Dicen los contables del Gobierno que los precios de las cosas de comer -y las que no lo son- han bajado una décima durante el último año. La noticia ha sido recibida con la habitual rechifla por la población: y no tanto porque descrean de ella como por el hecho de que esa feliz bajada, si la hubiere, ha pillado a muchos sin un duro en el bolsillo. Y así no hay quien se aproveche de las rebajas, claro está.

Estas son las típicas paradojas en que suele incurrir una ciencia de suyo enigmática como sin duda lo es la economía. El dinero y los productos que este puede comprar no siempre coinciden en el mismo sitio.

En los antiguos países comunistas, por ejemplo, la gente solía disponer de montones de billetes; pero se daba a la vez la desdichada circunstancia de que no hubiese nada que adquirir con ellos. A tanto llegó el disparate que el actual jerarca al mando de la República de Cuba, Raúl Castro, acaba de anunciar una reforma monetaria que "devolverá" al dinero su perdida función de instrumento de pago.

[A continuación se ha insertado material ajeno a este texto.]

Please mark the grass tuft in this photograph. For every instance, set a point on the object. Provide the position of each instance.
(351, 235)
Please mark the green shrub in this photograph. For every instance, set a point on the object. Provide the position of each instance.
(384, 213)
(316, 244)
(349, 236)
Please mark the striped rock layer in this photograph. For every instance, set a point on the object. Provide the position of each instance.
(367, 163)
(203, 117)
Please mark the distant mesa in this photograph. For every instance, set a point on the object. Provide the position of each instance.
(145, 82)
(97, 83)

Sucede lo mismo en los países capitalistas, solo que al revés. Aquí, por ejemplo, abundan hasta el hartazgo las mercancías a disposición del cliente; pero a cambio es grande la proporción de ciudadanos que -sobre todo en tiempos de crisis- no disponen de dinero suficiente para comprarlas. Es como poner a un niño frente al escaparate colmado de dulces de una confitería.

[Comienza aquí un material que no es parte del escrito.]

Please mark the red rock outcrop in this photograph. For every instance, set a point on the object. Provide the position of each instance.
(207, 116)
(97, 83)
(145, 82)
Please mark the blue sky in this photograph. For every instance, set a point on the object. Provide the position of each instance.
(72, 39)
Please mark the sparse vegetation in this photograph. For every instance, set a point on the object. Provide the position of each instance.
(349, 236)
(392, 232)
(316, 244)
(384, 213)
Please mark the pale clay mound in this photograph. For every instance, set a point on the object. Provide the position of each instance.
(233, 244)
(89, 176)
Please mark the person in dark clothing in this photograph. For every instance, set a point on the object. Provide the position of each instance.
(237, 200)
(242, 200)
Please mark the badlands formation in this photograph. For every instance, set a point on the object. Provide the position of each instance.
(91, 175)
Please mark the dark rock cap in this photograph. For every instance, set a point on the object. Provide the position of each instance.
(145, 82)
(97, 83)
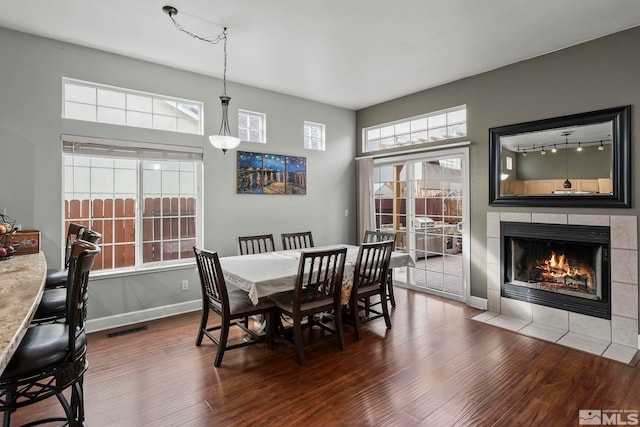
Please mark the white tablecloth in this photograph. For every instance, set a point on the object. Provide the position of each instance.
(272, 272)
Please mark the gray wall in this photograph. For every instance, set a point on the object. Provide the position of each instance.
(599, 74)
(31, 159)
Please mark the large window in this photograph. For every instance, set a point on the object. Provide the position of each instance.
(252, 126)
(94, 102)
(437, 126)
(144, 199)
(314, 136)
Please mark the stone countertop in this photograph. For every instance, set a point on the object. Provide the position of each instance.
(22, 280)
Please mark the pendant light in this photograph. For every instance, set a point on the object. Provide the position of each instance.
(223, 140)
(566, 183)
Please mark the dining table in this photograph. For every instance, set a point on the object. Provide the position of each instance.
(268, 273)
(22, 280)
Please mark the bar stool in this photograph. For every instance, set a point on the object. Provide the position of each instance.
(51, 358)
(52, 307)
(57, 277)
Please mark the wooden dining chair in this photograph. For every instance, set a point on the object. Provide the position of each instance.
(369, 279)
(299, 240)
(380, 236)
(51, 358)
(318, 290)
(233, 306)
(57, 277)
(256, 244)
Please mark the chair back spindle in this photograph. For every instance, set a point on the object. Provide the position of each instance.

Resumía muy bien esta contradicción cierto astronauta soviético que huyó a Occidente en tiempos de la Guerra Fría para descubrir que no es oro ni dólar todo lo que reluce. El navegante espacial en el exilio escribió a sus familiares: "Quiero que sepáis que todo lo bueno que nos decían en Moscú sobre el comunismo era mentira". Y a continuación les aclaró: "También debo deciros que todo lo malo que nos decían sobre el capitalismo era verdad".

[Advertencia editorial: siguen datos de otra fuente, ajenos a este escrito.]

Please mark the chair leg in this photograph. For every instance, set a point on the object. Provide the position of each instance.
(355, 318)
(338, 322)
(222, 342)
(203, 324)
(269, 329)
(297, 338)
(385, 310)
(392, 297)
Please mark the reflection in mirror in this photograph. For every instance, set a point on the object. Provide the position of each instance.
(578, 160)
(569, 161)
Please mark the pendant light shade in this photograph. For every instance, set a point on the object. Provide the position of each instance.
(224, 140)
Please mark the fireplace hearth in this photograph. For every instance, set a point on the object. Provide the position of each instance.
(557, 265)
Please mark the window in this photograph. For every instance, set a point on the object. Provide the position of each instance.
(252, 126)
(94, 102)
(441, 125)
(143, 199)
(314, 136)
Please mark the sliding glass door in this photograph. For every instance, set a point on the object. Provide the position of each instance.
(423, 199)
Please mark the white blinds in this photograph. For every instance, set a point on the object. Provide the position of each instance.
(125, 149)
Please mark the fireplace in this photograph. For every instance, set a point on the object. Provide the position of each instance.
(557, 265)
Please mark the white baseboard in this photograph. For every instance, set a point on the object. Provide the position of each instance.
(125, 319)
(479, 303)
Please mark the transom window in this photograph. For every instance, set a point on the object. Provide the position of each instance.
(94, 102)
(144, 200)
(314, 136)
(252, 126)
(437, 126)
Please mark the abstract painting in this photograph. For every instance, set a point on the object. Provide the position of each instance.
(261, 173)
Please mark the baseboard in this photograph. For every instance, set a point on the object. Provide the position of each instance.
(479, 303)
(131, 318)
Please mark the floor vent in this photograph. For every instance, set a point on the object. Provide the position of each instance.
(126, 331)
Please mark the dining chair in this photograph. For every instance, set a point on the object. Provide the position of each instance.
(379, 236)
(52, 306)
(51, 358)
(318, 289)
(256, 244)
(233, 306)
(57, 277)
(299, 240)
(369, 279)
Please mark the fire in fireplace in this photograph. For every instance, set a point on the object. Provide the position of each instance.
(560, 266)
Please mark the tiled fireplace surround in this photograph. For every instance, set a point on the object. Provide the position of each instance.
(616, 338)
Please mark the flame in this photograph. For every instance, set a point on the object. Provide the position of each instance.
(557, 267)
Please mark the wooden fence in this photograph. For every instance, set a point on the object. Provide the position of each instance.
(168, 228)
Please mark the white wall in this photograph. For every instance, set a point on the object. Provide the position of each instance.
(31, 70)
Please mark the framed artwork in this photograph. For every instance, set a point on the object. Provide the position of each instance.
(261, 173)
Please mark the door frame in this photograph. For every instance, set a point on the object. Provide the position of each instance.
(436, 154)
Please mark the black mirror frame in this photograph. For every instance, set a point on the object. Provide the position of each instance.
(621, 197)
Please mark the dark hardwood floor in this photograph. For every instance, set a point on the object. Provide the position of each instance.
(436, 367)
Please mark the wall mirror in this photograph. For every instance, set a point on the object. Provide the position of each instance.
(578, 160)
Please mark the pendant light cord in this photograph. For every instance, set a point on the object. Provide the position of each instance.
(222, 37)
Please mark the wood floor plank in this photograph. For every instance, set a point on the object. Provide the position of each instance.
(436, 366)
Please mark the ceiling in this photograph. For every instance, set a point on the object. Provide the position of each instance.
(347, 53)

El caso es que nunca estamos contentos. Si suben los precios, porque suben; y si bajan, porque la crisis ya se ha encargado de dejarnos a dos velas, de modo que no podemos aprovecharnos de las supuestas gangas.

Incluso habrá quien eche de menos las crecidas del Índice de Precios al Consumo que se producían hace algunos años, en la medida que entonces disponíamos de empleos y salarios más o menos suficientes para afrontarlas. En aquellas épocas ya un tanto lejanas -aunque apenas haya pasado una década-, el Gobierno solía culpar de los desmanes del IPC al pobre pollo, que siempre andaba enredando en la cesta de la compra. Comíamos al parecer demasiados muslos y pechugas con el lógico efecto de que se alborotase el gallinero y los pollos -enfurecidos- hiciesen subir la inflación a picotazos.

Nada que no pudiera resolverse. Cuando los precios corrían como liebres por culpa del pollo, el Gobierno echaba mano del mucho más barato conejo para evitar que la carestía le hiciese un roto a los bolsillos de la población. En ciertas navidades, la autoridad al mando llegó a lanzar una campaña para que los españoles se comiesen al menos un conejo, sin advertir las implicaciones lascivas que muchos pudieran ver en esa propuesta. Se conoce que todo vale contra la inflación.

Ahora que los precios bajan, aunque sea a mucha menor velocidad que la caída de los sueldos y la del empleo, el Gobierno no se ha sentido en la obligación de buscar un culpable, como es natural. Con el pollo que nos tiene montado la crisis, ya ni siquiera estas halagüeñas noticias consuelan al personal.